Until the emergence of network storage technology this past decade, this position did not even exist. But now it represents one of the most important IT positions within a company. The SAN administrator is responsible for the access privileges, privacy safeguards, security and long-term data protection of the company's information assets. Storage networking has created a need for a whole new skill set, level of expertise and knowledge base in an IT organization.
The interrelationship of storage and networking has consigned a whole new dynamic to IT administration for initial deployment, ongoing change control and configuration management along with performance tuning and troubleshooting.
iStor has addressed this challenge of storage administration three ways:
Intuitive Out of Box Experience
iStor systems were designed with the objective of a simple GUI for a straightforward installation of storage on the network. Ease of use is paramount in taking the complexity out of performing these storage administration tasks. iStor also architected a storage virtualization software package that makes it easy to perform the tasks of configuring storage, setting up RAID storage management and controlling all the changes to the ongoing environment.

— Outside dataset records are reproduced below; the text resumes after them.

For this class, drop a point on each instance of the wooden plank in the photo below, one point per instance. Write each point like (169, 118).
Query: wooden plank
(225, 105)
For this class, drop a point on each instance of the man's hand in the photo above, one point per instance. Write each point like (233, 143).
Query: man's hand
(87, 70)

Multiple Levels of Training
We provides training alternatives to meet the specific needs of our customers:
Level 1 Overview - Introduction to the GigaStor product family and overview of our GigaStor architecture along with features and capabilities of the product.
Level 2 Technical - Hands-on education on the GigaStor, including how to install and configure the product.

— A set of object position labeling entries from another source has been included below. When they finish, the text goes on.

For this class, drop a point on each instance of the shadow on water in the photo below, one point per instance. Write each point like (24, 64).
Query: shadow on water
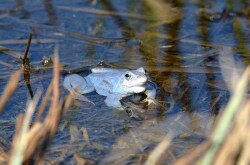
(179, 44)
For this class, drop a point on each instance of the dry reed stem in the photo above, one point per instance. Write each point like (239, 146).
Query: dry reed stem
(191, 156)
(226, 119)
(155, 157)
(43, 104)
(232, 147)
(10, 52)
(21, 142)
(103, 12)
(9, 90)
(34, 41)
(30, 143)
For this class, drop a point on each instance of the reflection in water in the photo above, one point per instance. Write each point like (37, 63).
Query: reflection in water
(19, 8)
(180, 51)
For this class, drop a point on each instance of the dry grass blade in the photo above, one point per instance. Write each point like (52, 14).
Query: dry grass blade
(9, 89)
(34, 41)
(158, 152)
(43, 104)
(103, 12)
(21, 141)
(223, 126)
(30, 143)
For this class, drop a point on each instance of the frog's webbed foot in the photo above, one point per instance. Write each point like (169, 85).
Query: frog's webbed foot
(151, 94)
(114, 102)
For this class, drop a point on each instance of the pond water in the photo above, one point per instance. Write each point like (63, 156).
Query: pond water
(189, 49)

Level 3 Technical - Advanced skills development with the GigaStor and iSCSI for performance tuning and optimization, troubleshooting and resolution techniques.
Best Practices
We provides our customers with additional educational materials beyond high-quality user documentation through other educational avenues such as:
- Whitepapers
- Technical briefs
- Web-based knowledge support systems
These are vehicles designed to endow our customers with iStor best practices and constantly enhance the subject matter expertise at the customer site.
So often we look at price, performance and product features as the primary competitive differentiation for customers looking to invest in a storage product, but quality training and educational services are truly one of the most essential ingredients for achieving a successful storage solution experience.